Large Language Models, Spring 2024

Course Description

Large language models have become one of the most commonly deployed NLP inventions. In the past half-decade, their integration into core natural language processing tools has dramatically increased the performance of such tools, and they have entered the public discourse surrounding artificial intelligence. In this course, we offer a self-contained introduction to language modeling and its applications. We start with the probabilistic foundations of language models, i.e., covering what constitutes a language model from a formal, theoretical perspective. We then discuss how to construct and curate training corpora, and introduce many of the neural-network architectures often used to instantiate language models at scale. The course covers aspects of systems programming, discussion of privacy and harms, as well as applications of language models in NLP and beyond.

News

27. 12. 2023 Class website is online!
2. 3. 2024 Assignment 1 Submission Template released.

Syllabus and Schedule

On the Use of Class Time

Lectures

There are two lecture slots for LLM each week: the first one on Tuesdays 14-16 in HG E 3 and the second one on Fridays 10-11 in CAB G 61.

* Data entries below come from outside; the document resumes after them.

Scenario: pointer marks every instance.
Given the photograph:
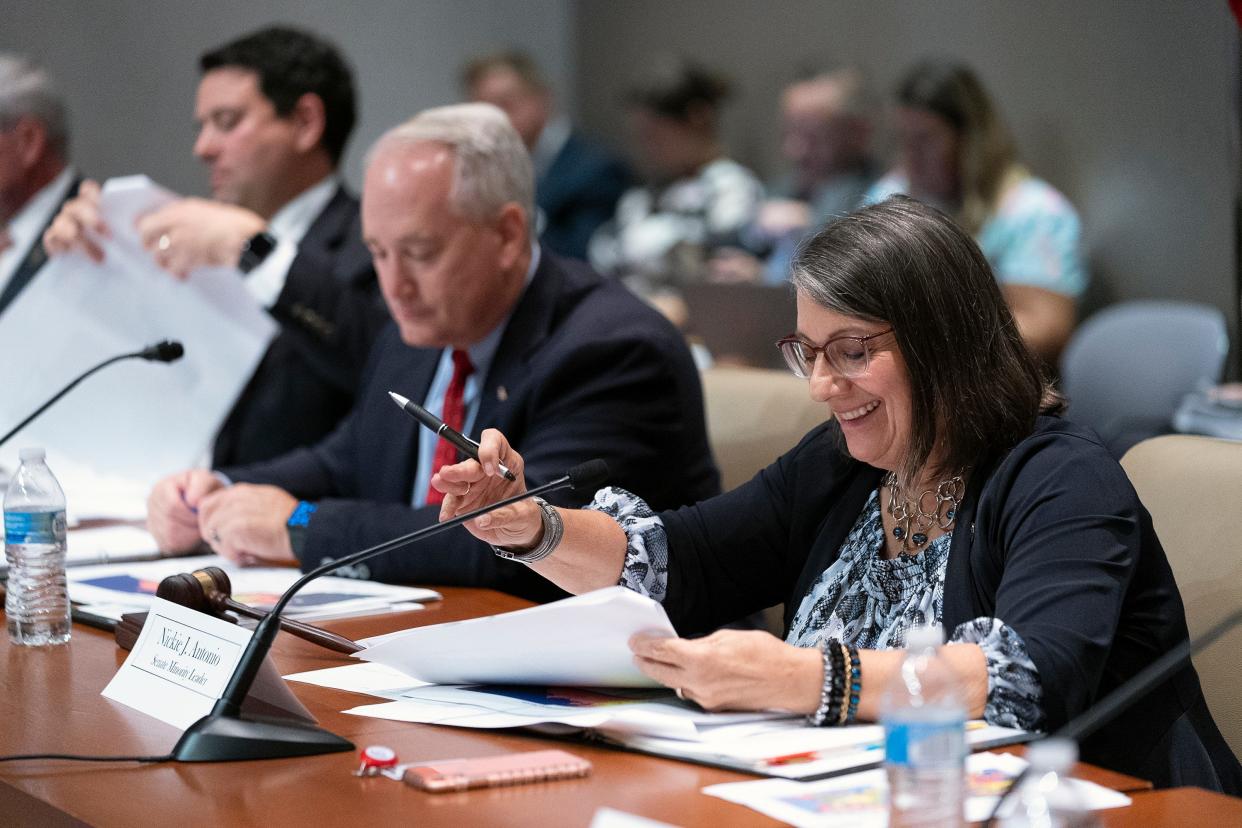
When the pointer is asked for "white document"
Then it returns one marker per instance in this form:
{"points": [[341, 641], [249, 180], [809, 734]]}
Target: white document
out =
{"points": [[132, 587], [617, 711], [575, 642], [179, 666], [861, 800], [137, 421]]}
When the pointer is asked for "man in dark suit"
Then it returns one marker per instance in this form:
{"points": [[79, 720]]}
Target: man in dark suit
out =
{"points": [[576, 183], [275, 109], [489, 330], [35, 175]]}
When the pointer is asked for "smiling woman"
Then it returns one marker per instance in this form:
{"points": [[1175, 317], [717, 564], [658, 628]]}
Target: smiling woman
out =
{"points": [[945, 490]]}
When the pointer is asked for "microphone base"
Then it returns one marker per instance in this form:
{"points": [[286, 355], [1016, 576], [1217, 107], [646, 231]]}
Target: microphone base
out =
{"points": [[227, 739]]}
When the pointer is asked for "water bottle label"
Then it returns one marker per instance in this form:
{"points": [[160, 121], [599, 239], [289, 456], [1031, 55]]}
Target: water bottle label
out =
{"points": [[924, 742], [34, 526]]}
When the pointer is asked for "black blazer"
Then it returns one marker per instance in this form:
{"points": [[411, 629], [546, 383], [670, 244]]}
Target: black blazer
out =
{"points": [[329, 314], [1051, 539], [584, 369], [36, 257], [578, 193]]}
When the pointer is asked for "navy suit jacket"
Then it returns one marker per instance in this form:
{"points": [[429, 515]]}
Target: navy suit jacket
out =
{"points": [[36, 257], [584, 370], [578, 194], [329, 313]]}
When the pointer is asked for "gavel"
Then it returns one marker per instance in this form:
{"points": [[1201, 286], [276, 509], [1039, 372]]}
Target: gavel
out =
{"points": [[209, 590]]}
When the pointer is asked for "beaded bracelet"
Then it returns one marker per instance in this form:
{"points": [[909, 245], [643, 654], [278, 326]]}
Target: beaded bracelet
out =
{"points": [[832, 690], [838, 685], [845, 683], [821, 713], [855, 683]]}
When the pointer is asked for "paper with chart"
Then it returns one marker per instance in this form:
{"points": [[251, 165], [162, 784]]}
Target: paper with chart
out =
{"points": [[137, 420], [861, 800]]}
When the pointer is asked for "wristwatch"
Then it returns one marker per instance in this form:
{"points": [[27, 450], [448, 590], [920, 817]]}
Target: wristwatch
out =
{"points": [[554, 528], [256, 248]]}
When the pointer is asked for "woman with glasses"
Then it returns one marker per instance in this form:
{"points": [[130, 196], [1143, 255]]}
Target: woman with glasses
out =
{"points": [[944, 489]]}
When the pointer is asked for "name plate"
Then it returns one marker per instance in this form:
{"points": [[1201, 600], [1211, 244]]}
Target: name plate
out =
{"points": [[179, 666]]}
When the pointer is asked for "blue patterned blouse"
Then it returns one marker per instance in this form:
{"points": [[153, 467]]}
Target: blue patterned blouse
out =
{"points": [[861, 598]]}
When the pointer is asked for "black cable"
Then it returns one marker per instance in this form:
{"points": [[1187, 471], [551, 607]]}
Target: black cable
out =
{"points": [[78, 757]]}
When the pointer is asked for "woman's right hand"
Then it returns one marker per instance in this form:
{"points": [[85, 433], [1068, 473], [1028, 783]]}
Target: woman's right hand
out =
{"points": [[473, 484]]}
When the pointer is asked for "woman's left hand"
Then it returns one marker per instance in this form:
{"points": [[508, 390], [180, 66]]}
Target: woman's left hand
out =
{"points": [[734, 669]]}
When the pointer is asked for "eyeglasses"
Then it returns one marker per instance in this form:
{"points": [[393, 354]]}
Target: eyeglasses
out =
{"points": [[848, 356]]}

Both lectures will be given in person and live broadcast on Zoom; the password is available on the course Moodle page.

Lectures will be recorded—links to the Zoom recordings will be posted on the course Moodle page.

Discussion Sections

Discussion sections (tutorials) will take place Thursdays 16-18 in NO C 60 and on Zoom (same link as the lectures).

Syllabus

Disclaimer: The syllabus is based on the topics from Spring 2023 and is subject to change.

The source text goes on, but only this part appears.